On Tuesday, the COA honored them in a ceremony attended by a President for the first time.
Two groups led the awardees—Audit Team 3 from Regional Office VII (Central Visayas) in Tacloban City, and Audit Team 6 from its Regional Office I (Ilocos) in San Fernando—which had uncovered bogus borrowers, ineligible developers and other irregularities involving the Home Development Mutual Fund or Pag-IBIG.
The irregular transactions involved over P500 million in funds. The members of Audit Team 3 are Rodulfo Ariesga, Alicia Malquisto, Imelda Oballo, Elena Merida and Josefina Galos. The members of Audit Team 6 are Sabiniano Cabatuan, Pelilia Veloso, Herminia Laforteza and Nixon Niera.
The Pag-IBIG loan scam had also headlined legislative inquiries.

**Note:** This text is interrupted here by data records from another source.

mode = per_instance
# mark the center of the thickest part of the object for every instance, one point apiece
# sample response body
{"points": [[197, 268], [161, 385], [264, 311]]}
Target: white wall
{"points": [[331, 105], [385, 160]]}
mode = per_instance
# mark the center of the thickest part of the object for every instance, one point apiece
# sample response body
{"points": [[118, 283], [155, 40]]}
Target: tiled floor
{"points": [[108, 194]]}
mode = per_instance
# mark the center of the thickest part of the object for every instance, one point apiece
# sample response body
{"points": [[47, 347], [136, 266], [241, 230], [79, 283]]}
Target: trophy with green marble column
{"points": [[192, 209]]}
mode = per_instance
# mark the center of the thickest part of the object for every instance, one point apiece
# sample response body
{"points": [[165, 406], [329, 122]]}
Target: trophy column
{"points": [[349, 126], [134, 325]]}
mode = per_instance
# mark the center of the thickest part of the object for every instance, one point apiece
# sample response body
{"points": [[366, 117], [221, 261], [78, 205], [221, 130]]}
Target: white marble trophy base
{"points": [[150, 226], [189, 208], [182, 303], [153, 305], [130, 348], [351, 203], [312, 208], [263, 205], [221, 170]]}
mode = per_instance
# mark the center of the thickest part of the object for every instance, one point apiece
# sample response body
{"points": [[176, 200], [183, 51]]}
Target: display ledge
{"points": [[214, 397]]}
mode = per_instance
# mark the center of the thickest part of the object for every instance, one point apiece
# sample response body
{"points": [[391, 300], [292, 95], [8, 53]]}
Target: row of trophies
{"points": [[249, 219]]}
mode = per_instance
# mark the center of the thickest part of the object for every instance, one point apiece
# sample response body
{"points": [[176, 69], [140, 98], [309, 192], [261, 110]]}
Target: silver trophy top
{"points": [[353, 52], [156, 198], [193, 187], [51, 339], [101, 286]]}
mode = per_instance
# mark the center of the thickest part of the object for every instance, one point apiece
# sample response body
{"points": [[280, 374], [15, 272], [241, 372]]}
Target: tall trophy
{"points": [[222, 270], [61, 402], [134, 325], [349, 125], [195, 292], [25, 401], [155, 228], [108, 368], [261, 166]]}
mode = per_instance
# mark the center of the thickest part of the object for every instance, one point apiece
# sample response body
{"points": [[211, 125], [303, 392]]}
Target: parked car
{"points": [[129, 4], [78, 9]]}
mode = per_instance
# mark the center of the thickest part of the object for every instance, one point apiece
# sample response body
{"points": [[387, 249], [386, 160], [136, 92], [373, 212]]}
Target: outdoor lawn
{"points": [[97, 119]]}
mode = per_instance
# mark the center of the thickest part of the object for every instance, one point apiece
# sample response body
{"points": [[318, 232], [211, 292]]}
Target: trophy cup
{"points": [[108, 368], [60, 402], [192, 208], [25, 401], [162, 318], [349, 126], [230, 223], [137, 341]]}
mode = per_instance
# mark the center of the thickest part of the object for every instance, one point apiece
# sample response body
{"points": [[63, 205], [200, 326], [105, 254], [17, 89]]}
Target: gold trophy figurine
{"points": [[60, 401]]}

According to the COA, the auditors of Team 6 did not have an easy time because they received threats to their safety when they were scrutinizing the housing records. The officials they were investigating also delayed the submission of reports and records, and offered self-serving explanations.
Those they had investigated also resorted to misrepresentations to distract the team’s attention from the issue.
The COA said the accomplishments of Team 3, which is considered the whistle-blower of the Pag-IBIG loan scam, helped enhance the commission’s image and credibility, especially when the team testified at congressional hearings on the bogus housing loan borrowers.
Team 3’s technique in uncovering the anomalies will help future investigations because it shared its audit programs that can be implemented nationwide, the COA said.
COA’s role in governance
The commission commended Pasuelo for her work disallowing the expenses of three government agencies amounting to P97.84 million, and which have also resulted in the dismissal of two government officers for malversation of public funds amounting to P1.25 million.
The expenses that Pasuelo had disallowed included disbursements for financial assistance to volunteer health workers, procurement of digital sterilizers for a hospital and payment of extra cash gift to employees of the provincial government of Iloilo.
The COA said Pasuelo’s accomplishments heightened the people’s awareness of the commission’s role in good governance and in the fight against graft and corruption.